2Né à Paris, dans une famille de fonctionnaires, peu de temps avant la Deuxième Guerre mondiale, il connaîtra, tout jeune, la famine puis l’exode sous les bombardements. Lui-même et sa sœur Geneviève sont alors confiés à une énergique grand-mère capable de tenir tête à l’envahisseur allemand, exemple qu’il évoquera tout au long de sa vie. La lutte contre l’oppression, d’où qu’elle vienne, sous toutes ses formes, oriente son éthique sous des abords de grande courtoisie.
3Il manifesta précocement des goûts littéraires et artistiques, mais sa famille le poussera vers des études plus « réalistes », et il intègrera une école de chimie à Toulouse dans laquelle il rencontrera une étudiante militante, Denise, qui deviendra son épouse. Dès le lycée, il avait pratiqué un engagement social, d’abord chrétien au sein de la JEC, puis laïque à partir de sa vie étudiante, sans jamais dévier de cette voie. Animations radiophoniques au village étudiant, puis Maison de la Culture à Fresnes, Éducation populaire … Ces activités sociales prenaient souvent la forme du culturel (musique et arts plastiques principalement) sans référence politique affichée. Jeune parent, il structurera les Associations de parents d’élèves de son quartier où, peu de temps avant sa mort, d’anciens complices devenus grands-pères l’invitaient encore à les retrouver.

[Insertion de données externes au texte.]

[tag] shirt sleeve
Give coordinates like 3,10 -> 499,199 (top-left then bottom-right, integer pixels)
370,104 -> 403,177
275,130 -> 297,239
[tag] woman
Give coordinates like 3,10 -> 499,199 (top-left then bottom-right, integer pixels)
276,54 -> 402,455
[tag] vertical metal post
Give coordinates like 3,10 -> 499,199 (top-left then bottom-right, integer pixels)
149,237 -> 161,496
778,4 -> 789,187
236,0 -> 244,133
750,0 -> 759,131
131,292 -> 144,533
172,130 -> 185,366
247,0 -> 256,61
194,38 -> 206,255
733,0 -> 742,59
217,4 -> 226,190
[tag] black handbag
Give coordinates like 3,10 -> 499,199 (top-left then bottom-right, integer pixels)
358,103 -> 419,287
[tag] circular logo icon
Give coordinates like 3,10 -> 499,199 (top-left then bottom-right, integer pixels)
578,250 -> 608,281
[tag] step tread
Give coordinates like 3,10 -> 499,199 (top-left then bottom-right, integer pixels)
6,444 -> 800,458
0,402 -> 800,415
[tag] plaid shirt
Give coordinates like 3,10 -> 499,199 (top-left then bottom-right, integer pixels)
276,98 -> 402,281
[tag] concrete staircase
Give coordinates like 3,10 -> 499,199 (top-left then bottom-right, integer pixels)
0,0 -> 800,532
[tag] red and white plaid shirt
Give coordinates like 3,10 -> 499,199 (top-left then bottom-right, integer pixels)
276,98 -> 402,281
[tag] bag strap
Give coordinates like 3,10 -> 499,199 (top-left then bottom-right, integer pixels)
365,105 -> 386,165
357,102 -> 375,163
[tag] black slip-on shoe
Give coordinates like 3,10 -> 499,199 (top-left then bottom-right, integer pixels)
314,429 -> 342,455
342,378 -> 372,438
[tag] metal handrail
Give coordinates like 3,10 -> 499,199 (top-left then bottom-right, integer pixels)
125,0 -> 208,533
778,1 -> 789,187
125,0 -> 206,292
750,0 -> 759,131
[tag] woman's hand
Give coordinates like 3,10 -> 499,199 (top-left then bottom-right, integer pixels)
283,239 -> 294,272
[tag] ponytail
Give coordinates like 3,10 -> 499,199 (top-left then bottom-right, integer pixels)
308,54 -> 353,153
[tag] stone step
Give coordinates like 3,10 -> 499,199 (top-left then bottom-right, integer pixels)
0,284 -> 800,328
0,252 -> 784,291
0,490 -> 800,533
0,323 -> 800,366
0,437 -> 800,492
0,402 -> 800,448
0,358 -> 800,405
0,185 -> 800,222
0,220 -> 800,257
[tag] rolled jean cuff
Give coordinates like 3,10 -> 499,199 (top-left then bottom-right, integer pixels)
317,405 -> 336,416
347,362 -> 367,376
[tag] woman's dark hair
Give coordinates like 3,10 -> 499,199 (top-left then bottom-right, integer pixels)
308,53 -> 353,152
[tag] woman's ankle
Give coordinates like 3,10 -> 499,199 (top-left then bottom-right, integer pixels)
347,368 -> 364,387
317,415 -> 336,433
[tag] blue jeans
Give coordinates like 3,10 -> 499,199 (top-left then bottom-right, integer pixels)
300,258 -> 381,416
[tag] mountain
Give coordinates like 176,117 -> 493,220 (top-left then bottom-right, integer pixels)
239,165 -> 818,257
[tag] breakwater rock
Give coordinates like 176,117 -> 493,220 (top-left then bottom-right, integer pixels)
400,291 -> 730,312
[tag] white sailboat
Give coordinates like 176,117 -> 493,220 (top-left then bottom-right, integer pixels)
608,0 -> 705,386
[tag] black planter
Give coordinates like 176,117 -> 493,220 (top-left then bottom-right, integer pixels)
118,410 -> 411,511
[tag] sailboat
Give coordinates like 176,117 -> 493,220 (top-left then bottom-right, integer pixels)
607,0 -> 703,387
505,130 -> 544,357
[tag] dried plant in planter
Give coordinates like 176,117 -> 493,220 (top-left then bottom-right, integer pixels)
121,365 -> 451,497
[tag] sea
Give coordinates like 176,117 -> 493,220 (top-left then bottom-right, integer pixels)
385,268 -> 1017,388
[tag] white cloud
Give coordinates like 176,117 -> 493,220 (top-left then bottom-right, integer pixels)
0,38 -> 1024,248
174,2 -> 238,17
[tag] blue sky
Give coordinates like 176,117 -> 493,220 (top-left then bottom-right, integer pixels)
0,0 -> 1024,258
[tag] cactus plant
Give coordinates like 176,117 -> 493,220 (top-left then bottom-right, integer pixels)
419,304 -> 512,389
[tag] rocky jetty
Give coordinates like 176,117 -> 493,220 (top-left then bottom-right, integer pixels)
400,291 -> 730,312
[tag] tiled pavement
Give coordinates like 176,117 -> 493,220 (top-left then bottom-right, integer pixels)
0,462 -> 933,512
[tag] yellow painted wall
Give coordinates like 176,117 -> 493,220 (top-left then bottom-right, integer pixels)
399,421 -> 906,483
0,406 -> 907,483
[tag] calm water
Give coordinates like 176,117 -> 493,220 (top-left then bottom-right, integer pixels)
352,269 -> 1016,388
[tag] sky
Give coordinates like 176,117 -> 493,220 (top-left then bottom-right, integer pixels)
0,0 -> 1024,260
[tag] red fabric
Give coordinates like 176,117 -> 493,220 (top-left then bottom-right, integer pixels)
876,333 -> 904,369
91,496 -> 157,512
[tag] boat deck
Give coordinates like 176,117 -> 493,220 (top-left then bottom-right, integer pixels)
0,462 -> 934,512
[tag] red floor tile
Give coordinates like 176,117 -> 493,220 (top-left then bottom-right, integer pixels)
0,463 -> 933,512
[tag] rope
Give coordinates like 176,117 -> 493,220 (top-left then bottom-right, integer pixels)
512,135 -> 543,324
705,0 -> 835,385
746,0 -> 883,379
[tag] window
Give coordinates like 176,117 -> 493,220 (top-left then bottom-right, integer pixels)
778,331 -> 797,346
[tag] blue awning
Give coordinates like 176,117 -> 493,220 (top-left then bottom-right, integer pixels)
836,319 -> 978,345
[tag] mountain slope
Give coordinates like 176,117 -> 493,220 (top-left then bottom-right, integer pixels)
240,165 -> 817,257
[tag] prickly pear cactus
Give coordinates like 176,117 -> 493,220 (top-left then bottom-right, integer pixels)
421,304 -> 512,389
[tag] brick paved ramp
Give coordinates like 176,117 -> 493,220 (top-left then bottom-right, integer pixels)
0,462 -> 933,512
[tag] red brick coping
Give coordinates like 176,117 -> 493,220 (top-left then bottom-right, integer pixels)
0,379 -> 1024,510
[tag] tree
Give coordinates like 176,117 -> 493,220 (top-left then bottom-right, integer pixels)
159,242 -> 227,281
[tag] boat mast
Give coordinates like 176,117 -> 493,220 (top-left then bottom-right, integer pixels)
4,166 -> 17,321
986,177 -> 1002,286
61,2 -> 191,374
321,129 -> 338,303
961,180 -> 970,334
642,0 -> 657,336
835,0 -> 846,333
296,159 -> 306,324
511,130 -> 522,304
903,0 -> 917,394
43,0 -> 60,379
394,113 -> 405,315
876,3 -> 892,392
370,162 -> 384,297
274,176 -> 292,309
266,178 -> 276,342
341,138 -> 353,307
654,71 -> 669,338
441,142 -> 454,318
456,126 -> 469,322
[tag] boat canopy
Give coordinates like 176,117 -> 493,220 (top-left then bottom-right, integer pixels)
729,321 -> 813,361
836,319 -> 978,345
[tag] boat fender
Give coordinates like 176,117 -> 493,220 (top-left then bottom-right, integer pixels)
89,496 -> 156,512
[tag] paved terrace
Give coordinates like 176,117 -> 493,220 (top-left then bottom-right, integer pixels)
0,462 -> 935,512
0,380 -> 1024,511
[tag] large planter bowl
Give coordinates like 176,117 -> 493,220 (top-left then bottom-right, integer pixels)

4Nommé très jeune assistant de Physique (il faisait pousser des cristaux dans les caves de la Sorbonne), il sera remarqué dans le syndicalisme universitaire et sera appelé par le président Alliot pour contribuer à l’élaboration des statuts de ce qui allait devenir « Jussieu ». C’est auprès de cet éminent juriste qu’il acquiert une connaissance exceptionnelle des textes et le sens de l’administration. Très rapidement et « naturellement », il est élu au Conseil national des universités, où il siègera jusqu’à son départ à la retraite.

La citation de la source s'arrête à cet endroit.